Credit card fraud, phishing, and online scams are plaguing Singapore, according to new reports from Symantec, but only half of victims seek help, a fact that leaves Internet users feeling helpless and frustrated. According to Symantec, 30% of small and medium-sized businesses in Singapore have seen an increase in cybercrimes recently, a finding that is surprising, given that just this week Singapore was rated as the third most competitive economy in the world, which presumably means a safe online working environment.
Symantec, an online security company, may be biased, but their findings nevertheless raise worthy questions. Why don’t Internet users report cybercrimes? The primary reasons are time and cost, according to Symantec. With an average cost of over $1,000 and over 20 days to reach full resolution, it’s no wonder so few victims report and resolve cybercrimes.

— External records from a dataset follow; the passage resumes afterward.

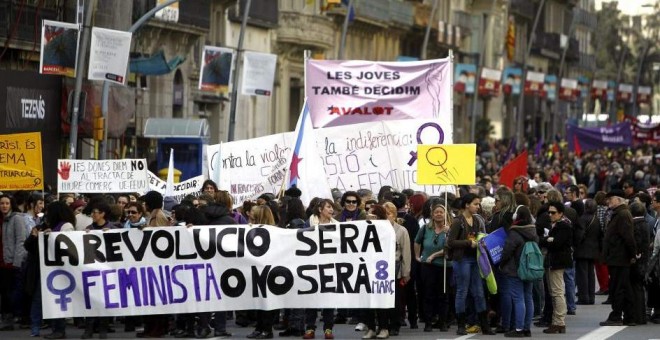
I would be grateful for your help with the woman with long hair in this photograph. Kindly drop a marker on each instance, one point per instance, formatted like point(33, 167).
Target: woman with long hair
point(430, 252)
point(58, 217)
point(462, 242)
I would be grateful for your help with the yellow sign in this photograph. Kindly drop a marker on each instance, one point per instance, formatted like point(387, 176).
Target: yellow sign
point(446, 164)
point(21, 167)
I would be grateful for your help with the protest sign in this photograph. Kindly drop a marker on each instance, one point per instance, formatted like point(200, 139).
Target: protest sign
point(216, 69)
point(258, 73)
point(21, 165)
point(59, 48)
point(192, 186)
point(366, 156)
point(347, 92)
point(217, 268)
point(495, 244)
point(106, 176)
point(446, 164)
point(108, 55)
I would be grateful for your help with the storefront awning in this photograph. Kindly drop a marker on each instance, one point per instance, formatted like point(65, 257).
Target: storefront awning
point(176, 128)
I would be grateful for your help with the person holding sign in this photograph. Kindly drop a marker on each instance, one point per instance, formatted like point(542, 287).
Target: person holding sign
point(462, 243)
point(13, 254)
point(430, 252)
point(323, 214)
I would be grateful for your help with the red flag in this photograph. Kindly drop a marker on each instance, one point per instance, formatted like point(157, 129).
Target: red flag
point(576, 146)
point(517, 167)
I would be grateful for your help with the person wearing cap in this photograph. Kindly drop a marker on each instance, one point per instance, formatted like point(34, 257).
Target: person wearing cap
point(620, 252)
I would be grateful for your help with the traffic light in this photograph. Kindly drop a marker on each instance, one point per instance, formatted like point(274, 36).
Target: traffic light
point(99, 125)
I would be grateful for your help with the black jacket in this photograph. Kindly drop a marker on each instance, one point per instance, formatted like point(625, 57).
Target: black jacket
point(513, 246)
point(559, 250)
point(587, 247)
point(619, 243)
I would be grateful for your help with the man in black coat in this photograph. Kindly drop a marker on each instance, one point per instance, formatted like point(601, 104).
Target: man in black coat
point(619, 252)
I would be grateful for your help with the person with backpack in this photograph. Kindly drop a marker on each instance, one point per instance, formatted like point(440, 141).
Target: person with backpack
point(522, 263)
point(559, 244)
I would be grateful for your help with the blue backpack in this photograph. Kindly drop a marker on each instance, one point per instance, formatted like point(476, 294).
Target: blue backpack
point(531, 262)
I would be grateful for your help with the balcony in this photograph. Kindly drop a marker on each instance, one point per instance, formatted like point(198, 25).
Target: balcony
point(586, 19)
point(463, 20)
point(523, 8)
point(549, 46)
point(306, 30)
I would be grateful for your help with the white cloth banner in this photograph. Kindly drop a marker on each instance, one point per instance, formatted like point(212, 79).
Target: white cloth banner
point(258, 73)
point(342, 92)
point(177, 270)
point(105, 176)
point(192, 186)
point(108, 55)
point(362, 156)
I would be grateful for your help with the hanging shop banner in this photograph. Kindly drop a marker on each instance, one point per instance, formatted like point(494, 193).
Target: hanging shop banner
point(584, 85)
point(489, 82)
point(258, 73)
point(216, 71)
point(569, 90)
point(177, 270)
point(108, 55)
point(613, 137)
point(446, 164)
point(21, 166)
point(534, 83)
point(366, 156)
point(464, 79)
point(549, 90)
point(59, 48)
point(512, 80)
point(643, 94)
point(624, 95)
point(342, 92)
point(105, 176)
point(599, 88)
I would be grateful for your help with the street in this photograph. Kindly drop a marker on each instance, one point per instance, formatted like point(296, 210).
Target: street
point(582, 326)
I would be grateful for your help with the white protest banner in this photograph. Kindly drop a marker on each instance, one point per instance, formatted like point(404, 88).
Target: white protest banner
point(108, 55)
point(258, 73)
point(192, 186)
point(366, 156)
point(217, 268)
point(59, 48)
point(347, 92)
point(105, 176)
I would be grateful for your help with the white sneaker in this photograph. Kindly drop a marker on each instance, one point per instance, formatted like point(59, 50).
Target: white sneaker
point(371, 334)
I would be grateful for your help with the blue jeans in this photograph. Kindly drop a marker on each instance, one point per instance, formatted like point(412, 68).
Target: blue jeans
point(523, 304)
point(466, 275)
point(569, 282)
point(504, 294)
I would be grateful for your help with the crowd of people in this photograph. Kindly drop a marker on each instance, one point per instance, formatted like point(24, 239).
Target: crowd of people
point(594, 218)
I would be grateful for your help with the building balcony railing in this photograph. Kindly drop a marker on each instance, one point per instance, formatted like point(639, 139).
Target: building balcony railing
point(463, 20)
point(549, 45)
point(523, 8)
point(585, 18)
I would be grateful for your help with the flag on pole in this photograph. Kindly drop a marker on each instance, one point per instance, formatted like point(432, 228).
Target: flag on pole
point(306, 169)
point(517, 167)
point(169, 188)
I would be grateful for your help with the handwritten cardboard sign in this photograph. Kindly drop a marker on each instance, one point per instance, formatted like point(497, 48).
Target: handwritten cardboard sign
point(21, 166)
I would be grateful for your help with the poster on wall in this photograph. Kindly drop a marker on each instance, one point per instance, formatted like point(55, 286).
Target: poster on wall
point(59, 48)
point(108, 55)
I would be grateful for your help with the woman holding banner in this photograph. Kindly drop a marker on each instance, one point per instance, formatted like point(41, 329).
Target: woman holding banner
point(462, 242)
point(322, 214)
point(430, 252)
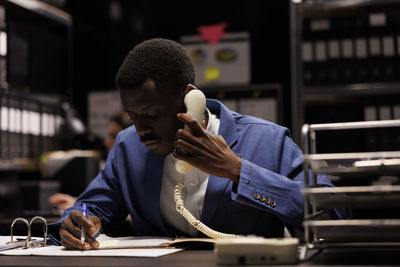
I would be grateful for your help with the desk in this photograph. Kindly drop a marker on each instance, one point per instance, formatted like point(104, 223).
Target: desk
point(199, 258)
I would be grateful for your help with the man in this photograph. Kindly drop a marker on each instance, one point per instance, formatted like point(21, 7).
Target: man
point(247, 177)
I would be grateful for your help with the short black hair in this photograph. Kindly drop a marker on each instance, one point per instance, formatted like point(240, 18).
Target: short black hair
point(122, 119)
point(164, 61)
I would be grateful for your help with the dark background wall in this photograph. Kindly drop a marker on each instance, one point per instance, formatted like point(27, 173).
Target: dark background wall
point(105, 31)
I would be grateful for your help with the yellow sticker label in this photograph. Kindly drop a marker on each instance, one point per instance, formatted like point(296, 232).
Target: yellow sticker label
point(212, 74)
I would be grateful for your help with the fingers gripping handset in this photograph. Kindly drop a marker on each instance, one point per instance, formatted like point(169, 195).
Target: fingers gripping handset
point(195, 102)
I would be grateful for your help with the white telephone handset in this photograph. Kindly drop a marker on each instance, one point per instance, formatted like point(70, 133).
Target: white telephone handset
point(195, 103)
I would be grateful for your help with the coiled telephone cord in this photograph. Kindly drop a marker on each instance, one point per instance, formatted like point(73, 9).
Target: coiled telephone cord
point(180, 207)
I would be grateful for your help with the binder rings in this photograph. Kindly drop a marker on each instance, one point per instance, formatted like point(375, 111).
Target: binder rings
point(28, 242)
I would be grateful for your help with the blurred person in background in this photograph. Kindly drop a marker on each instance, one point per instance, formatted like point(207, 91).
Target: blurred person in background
point(118, 122)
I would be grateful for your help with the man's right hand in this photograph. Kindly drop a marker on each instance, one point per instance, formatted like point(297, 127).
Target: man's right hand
point(70, 231)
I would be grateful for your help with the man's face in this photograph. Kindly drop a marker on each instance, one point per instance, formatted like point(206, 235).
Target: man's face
point(153, 112)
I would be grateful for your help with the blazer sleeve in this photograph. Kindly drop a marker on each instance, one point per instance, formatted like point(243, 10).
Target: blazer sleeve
point(277, 189)
point(103, 198)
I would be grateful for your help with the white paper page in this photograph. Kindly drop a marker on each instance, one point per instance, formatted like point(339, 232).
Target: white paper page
point(119, 252)
point(61, 251)
point(106, 242)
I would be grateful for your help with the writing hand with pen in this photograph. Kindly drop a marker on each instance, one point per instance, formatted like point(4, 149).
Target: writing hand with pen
point(77, 230)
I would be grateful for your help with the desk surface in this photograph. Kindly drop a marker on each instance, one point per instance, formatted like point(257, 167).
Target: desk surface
point(200, 258)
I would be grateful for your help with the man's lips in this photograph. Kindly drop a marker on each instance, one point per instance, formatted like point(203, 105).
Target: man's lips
point(151, 144)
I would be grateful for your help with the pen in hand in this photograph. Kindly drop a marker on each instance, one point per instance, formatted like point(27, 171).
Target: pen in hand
point(83, 229)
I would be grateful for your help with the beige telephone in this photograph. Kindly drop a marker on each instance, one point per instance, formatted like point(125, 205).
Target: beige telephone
point(231, 248)
point(195, 103)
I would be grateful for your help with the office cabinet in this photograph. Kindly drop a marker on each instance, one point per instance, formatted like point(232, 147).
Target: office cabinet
point(345, 63)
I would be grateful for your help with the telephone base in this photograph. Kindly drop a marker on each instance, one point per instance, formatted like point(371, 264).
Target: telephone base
point(256, 250)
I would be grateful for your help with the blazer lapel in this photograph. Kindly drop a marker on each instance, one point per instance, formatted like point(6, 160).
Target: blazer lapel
point(216, 185)
point(154, 173)
point(215, 192)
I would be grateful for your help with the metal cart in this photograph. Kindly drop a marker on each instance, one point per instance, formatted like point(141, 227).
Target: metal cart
point(381, 191)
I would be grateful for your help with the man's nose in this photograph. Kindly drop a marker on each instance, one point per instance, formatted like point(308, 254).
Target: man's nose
point(142, 127)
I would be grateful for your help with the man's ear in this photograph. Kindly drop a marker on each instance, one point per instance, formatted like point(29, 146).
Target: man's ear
point(189, 88)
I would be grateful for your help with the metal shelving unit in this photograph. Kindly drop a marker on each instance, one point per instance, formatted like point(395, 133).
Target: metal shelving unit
point(332, 39)
point(363, 184)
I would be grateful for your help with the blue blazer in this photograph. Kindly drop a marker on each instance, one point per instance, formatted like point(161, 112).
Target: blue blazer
point(267, 196)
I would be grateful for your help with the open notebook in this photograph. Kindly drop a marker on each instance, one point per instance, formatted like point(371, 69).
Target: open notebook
point(106, 242)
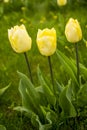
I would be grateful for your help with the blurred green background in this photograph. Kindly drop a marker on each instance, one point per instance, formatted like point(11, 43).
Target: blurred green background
point(34, 14)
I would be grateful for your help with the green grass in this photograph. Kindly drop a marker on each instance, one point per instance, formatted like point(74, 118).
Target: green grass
point(49, 16)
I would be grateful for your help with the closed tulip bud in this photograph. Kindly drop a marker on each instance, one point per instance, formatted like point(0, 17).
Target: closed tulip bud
point(46, 41)
point(19, 39)
point(73, 31)
point(61, 2)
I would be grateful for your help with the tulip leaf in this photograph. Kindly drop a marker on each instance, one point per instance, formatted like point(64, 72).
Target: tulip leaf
point(65, 101)
point(2, 127)
point(2, 90)
point(82, 95)
point(46, 89)
point(69, 67)
point(30, 97)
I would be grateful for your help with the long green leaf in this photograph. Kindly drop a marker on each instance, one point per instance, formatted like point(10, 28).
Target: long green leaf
point(82, 96)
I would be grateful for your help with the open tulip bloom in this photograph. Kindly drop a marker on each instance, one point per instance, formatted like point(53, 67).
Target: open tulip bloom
point(20, 41)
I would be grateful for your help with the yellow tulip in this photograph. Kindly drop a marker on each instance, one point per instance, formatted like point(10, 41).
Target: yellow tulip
point(19, 39)
point(61, 2)
point(73, 31)
point(46, 41)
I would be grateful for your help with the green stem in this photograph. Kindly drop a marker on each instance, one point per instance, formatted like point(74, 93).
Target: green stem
point(28, 65)
point(77, 62)
point(51, 71)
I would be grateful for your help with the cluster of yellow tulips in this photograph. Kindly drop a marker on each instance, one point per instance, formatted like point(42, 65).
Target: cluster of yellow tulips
point(46, 38)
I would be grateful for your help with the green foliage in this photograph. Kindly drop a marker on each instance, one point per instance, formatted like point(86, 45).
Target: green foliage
point(2, 90)
point(43, 103)
point(2, 127)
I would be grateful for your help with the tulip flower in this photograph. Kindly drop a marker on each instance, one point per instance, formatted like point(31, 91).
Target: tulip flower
point(19, 39)
point(73, 34)
point(46, 41)
point(20, 42)
point(61, 2)
point(73, 31)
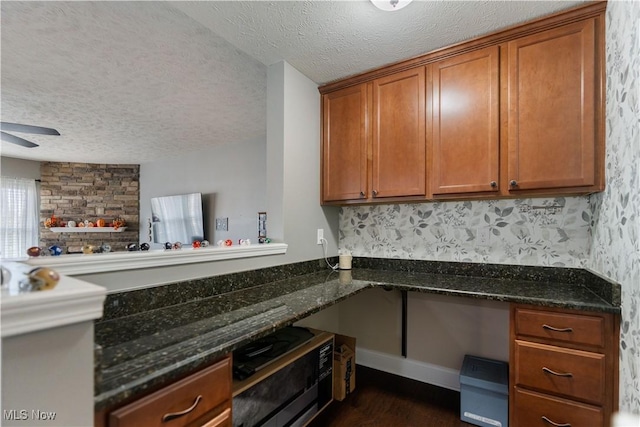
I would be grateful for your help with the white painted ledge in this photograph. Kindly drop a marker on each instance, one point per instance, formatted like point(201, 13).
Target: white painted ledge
point(71, 301)
point(118, 261)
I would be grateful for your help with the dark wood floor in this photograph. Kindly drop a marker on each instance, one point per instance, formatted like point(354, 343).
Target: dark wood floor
point(387, 400)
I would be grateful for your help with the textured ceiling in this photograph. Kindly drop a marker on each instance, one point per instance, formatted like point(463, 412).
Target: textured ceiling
point(134, 82)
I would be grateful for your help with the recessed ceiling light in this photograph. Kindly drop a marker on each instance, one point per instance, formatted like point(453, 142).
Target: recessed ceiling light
point(390, 5)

Consider also that Singapore is locked in a tough competition with Hong Kong to be the leading economic hub in Asia. According to Symantec, spam levels in Hong Kong are at an astronomical 92%, and virus levels are at 1 in 505.5.
In Singapore, IT departments spend two thirds of their time blocking criminal attempts and $51,000 annually on information protection. “This is double the time and 27.5% more money than they spend on other computing tasks,” Symantec says.
And in terms of disaster recovery? “Sixty percent have either a plan that is not well-documented or needs work. 16% have no plan at all.”
Globally, 65% of respondents from 14 countries say they have been victims of cybercrimes, including hacking, phishing, and credit card fraud. China has the highest percentages of cybercrime occurrence, as 83% of respondents reported being victims, followed by India and Brazil (76%), and the U.S. (73%).